At an investor conference on Monday hosted by Barclays, SunTrust's chief financial officer, Aleem Gillani, reiterated the company's ultimate goal of improving its efficiency ratio to below 60%. SunTrust likely will not hit the target this year and Gillani did not provide an estimated date for doing so, but he said its full-year efficiency ratio for this year than its 2015 full-year ratio of 62.6%.

Even banks that already had rock-bottom efficiency ratios have posted improvements. The $9.6 billion-asset Centennial Bank in Conway, Ark., reported a 37.52% efficiency ratio in the second quarter, a 287-basis-point improvement from a year earlier, according to its 10-Q report. That's close to Centennial's 35% target, Chairman Johnny Allison said in a July 21 conference call.

Centennial has a low expense base through cost-cutting and an ongoing review of outside vendor contracts, said Donna Townsell, vice president of corporate efficiency at Centennial's holding company, Home BancShares.

"We just renegotiated our Arkansas janitorial contract and we expect a meaningful savings from that line item," Townsell said during the July 21 call.

ServisFirst has posted an efficiency ratio lower than the industry average through outsourcing and by maintaining a small branch network, Broughton said. Its second-quarter ratio was 38.01%, down 223 basis points from a year ago, according to its FDIC call report. ServisFirst has 22 branches and it employs 408 full-time workers.

ServisFirst has deployed more than a thousand remote deposit capture machines to its customers, which helps maintain a low staff count at branches, Broughton said.

"I've found if you have a ground floor office in a Nashville officer tower and you have a customer on the fifth floor, they won't even come downstairs to make the deposit," and instead will submit the deposit via remote capture, he said.

Even as banks have improved efficiency, investors continue to press them to find ways to trim expenses.
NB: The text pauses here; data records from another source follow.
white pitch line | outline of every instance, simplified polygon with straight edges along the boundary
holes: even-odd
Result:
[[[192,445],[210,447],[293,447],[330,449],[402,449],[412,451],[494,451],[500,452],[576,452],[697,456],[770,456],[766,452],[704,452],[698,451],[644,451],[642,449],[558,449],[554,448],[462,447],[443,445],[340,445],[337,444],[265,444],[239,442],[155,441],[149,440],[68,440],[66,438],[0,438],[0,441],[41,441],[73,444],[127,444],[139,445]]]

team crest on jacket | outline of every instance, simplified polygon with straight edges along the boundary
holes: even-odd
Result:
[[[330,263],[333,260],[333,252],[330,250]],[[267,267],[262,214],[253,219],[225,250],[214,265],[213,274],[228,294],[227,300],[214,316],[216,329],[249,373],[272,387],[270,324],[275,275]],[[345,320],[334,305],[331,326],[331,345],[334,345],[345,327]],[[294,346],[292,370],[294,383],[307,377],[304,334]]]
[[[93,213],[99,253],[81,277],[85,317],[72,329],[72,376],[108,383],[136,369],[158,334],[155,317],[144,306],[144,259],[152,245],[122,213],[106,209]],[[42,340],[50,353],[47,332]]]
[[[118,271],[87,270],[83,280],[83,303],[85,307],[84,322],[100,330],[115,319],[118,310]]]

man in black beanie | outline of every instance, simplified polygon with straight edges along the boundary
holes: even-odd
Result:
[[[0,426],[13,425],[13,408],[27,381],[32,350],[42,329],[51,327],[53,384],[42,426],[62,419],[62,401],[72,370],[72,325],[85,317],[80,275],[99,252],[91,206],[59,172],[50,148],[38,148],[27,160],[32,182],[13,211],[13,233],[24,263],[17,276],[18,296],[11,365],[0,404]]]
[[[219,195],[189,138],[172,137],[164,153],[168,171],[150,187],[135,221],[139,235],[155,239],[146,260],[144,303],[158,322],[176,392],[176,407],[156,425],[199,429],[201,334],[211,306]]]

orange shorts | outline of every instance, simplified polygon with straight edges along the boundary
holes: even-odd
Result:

Yet there is a feeling among some bankers that, no matter how much they cut costs, it still won't be enough to satisfy investors and analysts.

"If we did nothing today with our expenses, and the economy got better and margins got better, our efficiency ratio would go down," Kelly King, chairman and CEO of the $217 billion-asset BB&T, said during a July 21 conference call. "You wouldn't give us any credit for that, but that's what would happen."

"Conversely, if you have a period where revenues go down, maybe you're doing a great job on expenses, then your efficiency rate goes up," King said. "You would blame us for that. I think that efficiency ratio is taken out of context."

BB&T's second-quarter efficiency ratio of 64.79% was 603 basis points lower than a year earlier, according to its call report. But it was 684 basis points higher than the industry average.